But I also had the opportunity to look back over decades of other attempts, whether it was digital driven or not. But the idea is that there are a lot of people in stores online or in physical, let's just go monetize that in addition to selling them physical products in the aisle but also let's sell them I guess, impressions. Even if it's a paper sign hanging. Why didn't that work? Why did Walmart rip out all of the Walmart TV triad? There is plenty out there in the graveyard, examples that we can point to and say , "What is different and what should be different going forward?"

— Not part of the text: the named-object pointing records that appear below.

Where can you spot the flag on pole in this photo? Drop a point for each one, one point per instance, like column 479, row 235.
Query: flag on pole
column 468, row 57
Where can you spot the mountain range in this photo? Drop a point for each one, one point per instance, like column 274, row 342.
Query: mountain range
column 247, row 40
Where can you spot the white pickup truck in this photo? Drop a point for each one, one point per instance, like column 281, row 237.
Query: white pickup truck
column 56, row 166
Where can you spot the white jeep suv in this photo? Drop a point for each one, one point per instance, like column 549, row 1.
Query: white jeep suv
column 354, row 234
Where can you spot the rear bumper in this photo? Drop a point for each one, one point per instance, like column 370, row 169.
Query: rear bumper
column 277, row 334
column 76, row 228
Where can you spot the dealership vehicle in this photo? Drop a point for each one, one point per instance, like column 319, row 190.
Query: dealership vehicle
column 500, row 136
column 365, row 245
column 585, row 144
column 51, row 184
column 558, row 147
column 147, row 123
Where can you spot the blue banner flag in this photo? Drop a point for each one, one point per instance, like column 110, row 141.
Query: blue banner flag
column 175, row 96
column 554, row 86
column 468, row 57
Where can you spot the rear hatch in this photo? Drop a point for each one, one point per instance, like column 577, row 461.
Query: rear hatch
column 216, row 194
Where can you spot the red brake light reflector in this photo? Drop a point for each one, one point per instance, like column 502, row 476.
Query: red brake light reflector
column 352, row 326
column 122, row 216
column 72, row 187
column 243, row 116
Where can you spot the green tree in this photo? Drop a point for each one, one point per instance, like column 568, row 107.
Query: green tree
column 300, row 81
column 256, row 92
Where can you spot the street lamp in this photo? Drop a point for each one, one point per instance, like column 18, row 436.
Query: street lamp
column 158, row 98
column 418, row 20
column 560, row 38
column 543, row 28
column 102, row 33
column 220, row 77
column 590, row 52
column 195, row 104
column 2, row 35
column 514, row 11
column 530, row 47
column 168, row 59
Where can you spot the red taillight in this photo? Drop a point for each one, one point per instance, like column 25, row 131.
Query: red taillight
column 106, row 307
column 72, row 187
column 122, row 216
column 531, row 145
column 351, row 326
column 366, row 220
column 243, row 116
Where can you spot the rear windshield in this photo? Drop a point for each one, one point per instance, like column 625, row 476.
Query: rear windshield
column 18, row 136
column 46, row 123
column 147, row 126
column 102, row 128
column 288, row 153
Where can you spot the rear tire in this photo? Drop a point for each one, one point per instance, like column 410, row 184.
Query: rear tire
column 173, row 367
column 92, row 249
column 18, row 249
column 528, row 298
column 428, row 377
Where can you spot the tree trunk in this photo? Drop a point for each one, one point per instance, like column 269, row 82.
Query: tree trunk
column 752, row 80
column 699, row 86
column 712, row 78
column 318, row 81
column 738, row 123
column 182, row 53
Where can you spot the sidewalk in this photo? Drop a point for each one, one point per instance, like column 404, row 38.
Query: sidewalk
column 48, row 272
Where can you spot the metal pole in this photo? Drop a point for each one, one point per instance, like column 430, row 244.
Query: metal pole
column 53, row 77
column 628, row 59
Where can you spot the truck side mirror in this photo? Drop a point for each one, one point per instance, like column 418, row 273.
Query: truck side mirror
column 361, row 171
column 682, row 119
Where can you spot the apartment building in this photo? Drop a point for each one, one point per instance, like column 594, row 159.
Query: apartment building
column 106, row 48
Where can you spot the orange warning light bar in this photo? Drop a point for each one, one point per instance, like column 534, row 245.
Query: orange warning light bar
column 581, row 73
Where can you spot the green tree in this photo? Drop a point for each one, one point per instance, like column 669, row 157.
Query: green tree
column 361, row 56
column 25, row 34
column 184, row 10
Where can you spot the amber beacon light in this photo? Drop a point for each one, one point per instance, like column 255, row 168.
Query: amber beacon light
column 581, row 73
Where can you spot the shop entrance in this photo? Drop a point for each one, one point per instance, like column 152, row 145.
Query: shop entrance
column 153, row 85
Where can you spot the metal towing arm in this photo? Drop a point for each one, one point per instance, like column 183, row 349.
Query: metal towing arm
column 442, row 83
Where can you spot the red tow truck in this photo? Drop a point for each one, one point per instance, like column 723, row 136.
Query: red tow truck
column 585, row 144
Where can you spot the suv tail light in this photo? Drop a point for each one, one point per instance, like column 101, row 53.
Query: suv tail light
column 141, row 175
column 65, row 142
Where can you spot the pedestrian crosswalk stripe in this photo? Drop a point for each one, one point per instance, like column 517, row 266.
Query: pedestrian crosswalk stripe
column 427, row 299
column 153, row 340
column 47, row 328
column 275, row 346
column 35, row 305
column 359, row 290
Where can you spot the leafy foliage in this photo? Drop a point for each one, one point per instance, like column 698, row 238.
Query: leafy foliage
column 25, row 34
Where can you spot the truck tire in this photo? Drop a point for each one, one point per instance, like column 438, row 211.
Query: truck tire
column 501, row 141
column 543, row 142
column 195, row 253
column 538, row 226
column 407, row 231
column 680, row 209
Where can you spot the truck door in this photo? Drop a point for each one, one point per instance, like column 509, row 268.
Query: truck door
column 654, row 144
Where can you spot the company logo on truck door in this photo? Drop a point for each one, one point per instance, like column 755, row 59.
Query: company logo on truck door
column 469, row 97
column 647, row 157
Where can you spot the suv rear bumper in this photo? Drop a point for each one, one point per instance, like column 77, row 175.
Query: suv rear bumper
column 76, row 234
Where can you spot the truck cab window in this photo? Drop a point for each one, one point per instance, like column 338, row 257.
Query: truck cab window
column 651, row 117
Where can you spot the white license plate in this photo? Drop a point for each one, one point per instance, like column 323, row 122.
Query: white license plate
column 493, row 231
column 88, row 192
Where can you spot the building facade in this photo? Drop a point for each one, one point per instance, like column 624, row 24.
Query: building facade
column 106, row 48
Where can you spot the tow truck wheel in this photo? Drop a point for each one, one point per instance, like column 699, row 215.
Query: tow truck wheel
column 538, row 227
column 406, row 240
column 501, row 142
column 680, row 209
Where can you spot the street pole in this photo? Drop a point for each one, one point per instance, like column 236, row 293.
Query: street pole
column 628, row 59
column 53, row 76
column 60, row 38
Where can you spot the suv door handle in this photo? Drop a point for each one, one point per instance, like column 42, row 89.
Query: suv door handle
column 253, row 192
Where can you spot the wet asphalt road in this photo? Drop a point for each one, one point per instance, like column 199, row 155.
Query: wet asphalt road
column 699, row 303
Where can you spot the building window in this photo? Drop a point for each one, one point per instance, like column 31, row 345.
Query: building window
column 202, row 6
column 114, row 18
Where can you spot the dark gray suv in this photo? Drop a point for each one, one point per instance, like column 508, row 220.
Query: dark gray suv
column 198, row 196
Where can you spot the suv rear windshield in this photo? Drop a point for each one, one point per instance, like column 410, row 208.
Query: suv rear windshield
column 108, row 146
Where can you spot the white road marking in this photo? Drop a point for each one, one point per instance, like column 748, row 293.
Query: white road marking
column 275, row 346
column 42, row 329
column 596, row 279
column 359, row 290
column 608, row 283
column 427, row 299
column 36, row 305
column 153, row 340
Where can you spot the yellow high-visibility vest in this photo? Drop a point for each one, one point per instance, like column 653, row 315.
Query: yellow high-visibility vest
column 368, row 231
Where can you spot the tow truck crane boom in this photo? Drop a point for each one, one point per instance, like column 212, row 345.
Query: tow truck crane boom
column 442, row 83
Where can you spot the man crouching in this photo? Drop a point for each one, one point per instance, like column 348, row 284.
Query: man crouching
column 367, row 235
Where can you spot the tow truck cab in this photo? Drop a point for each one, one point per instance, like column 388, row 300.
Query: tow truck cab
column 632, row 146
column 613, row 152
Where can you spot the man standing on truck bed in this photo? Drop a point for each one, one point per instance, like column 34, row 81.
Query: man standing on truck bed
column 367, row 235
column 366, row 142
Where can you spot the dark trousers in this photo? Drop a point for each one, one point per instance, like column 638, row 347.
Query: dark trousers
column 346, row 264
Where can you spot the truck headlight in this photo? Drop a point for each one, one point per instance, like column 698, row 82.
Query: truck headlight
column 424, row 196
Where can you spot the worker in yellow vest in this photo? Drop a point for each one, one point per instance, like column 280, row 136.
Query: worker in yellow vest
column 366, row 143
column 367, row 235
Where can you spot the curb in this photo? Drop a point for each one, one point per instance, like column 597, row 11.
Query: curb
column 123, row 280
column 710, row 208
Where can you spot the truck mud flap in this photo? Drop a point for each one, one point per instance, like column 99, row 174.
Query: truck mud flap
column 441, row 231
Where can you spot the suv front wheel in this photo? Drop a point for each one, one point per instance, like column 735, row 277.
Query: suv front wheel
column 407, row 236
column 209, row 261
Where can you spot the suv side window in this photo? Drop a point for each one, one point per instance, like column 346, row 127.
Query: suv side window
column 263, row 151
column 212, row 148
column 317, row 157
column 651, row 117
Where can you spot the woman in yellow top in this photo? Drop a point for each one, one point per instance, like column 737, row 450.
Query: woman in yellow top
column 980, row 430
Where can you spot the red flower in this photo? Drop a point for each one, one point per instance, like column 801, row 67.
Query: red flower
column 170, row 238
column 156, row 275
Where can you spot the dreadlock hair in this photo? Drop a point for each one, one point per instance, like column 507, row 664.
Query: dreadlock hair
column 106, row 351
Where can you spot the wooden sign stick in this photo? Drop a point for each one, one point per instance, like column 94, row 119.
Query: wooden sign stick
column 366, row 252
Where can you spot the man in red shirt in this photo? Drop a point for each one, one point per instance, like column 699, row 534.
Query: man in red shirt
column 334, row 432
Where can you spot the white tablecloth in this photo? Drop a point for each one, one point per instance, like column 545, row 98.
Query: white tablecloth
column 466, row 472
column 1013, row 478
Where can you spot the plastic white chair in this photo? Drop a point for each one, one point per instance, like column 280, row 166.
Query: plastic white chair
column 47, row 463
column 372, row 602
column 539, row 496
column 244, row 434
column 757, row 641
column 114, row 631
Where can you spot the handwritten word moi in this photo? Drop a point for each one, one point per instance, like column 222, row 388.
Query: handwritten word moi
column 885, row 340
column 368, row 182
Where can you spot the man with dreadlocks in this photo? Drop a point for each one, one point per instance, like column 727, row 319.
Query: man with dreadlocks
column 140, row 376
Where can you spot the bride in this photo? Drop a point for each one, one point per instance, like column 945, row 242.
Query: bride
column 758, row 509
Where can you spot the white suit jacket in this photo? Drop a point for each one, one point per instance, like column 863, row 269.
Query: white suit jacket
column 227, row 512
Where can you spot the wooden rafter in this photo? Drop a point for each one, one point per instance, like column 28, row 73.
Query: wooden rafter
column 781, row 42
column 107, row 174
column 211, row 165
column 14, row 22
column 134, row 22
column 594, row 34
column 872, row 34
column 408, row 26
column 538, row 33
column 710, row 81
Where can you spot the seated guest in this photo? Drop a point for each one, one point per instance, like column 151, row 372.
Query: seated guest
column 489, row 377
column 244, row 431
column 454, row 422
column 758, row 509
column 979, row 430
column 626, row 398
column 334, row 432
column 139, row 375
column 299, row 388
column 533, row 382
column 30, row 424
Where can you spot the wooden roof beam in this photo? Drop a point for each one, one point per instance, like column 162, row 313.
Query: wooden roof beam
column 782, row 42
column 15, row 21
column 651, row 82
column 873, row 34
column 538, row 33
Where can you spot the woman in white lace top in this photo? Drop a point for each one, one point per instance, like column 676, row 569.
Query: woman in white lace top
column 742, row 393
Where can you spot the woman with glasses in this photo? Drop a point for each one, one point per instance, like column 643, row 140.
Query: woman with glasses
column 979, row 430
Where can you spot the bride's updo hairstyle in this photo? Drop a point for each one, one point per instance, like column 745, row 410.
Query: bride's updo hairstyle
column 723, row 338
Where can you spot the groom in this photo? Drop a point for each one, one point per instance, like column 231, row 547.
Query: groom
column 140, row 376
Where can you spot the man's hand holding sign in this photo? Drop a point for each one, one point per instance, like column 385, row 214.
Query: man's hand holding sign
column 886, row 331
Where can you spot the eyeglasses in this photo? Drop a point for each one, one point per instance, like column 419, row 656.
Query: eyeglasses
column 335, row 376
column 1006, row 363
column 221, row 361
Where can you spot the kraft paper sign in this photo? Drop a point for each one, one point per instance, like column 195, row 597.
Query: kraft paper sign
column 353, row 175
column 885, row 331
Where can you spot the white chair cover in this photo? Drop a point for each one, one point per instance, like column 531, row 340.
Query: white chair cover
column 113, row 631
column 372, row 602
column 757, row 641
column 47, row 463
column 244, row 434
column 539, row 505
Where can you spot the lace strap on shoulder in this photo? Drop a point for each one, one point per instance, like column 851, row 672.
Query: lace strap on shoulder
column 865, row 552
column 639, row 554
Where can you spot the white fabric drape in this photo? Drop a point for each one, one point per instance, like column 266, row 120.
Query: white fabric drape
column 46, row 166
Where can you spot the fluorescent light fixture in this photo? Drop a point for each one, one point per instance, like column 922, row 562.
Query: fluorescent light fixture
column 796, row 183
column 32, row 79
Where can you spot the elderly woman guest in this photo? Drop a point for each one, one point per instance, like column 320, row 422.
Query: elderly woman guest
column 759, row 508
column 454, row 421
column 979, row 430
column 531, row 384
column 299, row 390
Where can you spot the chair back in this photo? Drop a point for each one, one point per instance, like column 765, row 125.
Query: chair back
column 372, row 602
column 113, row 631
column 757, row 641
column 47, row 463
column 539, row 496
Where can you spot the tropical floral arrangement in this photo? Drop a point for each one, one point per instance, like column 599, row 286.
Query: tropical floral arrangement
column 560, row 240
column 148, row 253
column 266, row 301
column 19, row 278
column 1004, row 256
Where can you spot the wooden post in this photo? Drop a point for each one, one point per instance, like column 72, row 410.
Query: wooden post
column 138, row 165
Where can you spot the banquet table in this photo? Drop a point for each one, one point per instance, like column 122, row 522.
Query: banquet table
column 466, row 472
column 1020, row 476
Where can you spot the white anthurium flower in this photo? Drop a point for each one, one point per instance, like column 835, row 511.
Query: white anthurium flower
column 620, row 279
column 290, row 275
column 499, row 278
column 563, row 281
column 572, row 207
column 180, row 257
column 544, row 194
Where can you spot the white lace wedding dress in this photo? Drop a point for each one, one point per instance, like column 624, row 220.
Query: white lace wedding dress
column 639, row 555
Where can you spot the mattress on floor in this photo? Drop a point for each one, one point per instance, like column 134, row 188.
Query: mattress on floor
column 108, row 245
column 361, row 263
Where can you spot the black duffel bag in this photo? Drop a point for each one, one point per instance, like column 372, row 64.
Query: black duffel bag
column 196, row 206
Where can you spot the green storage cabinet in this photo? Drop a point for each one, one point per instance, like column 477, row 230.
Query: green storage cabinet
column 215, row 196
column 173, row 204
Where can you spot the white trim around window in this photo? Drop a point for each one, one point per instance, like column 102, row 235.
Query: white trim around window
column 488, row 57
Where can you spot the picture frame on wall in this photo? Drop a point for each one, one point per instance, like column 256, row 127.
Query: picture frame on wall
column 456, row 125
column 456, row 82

And I think it goes again to that the consumer experience approach should start with the human outcomes. And when you start saying what really matters to humans and you personalize it, it comes down to we go to stores because it's convenient, because we want the efficiency. We want entertainment and delight. I mean, at least my kids look forward to those samples at Trader Joe's or at Costco. At the same time-
Peter Crosby:
I am your child, in this scenario.
Lauren Livak:
Ditto.
Arsen Avakian:
That's usually my lunch, sometimes.
Peter Crosby:
Right.
Arsen Avakian:
We also have been so much trained now by the Amazons and all online players that when you prioritize information that helps you make a decision when you're looking for products or services. We all know the filter boxes. You sort by the ratings, by calories, by sizes, by colors, you name it. All of those ways where you can prioritize the information to make a better decision. Well, the analog world of physical stores just didn't have those capabilities prior to recently. You would walk in and the consumer experience was limited to metal shelves with the product on it and maybe a paper plastic sign that was hanging, screaming at you, "Buy me, buy me," or, "I'm really good." That was it. Nothing was coming at this from a human perspective saying, "Am I giving you an information that helps you?" Maybe I don't know the difference between Advil and Tylenol? I don't know if this particular product is covered by my HSA or FSA or Medicare card? Or I'm on a gluten-free diet and I'd love to find that cauliflower crust pizza easier.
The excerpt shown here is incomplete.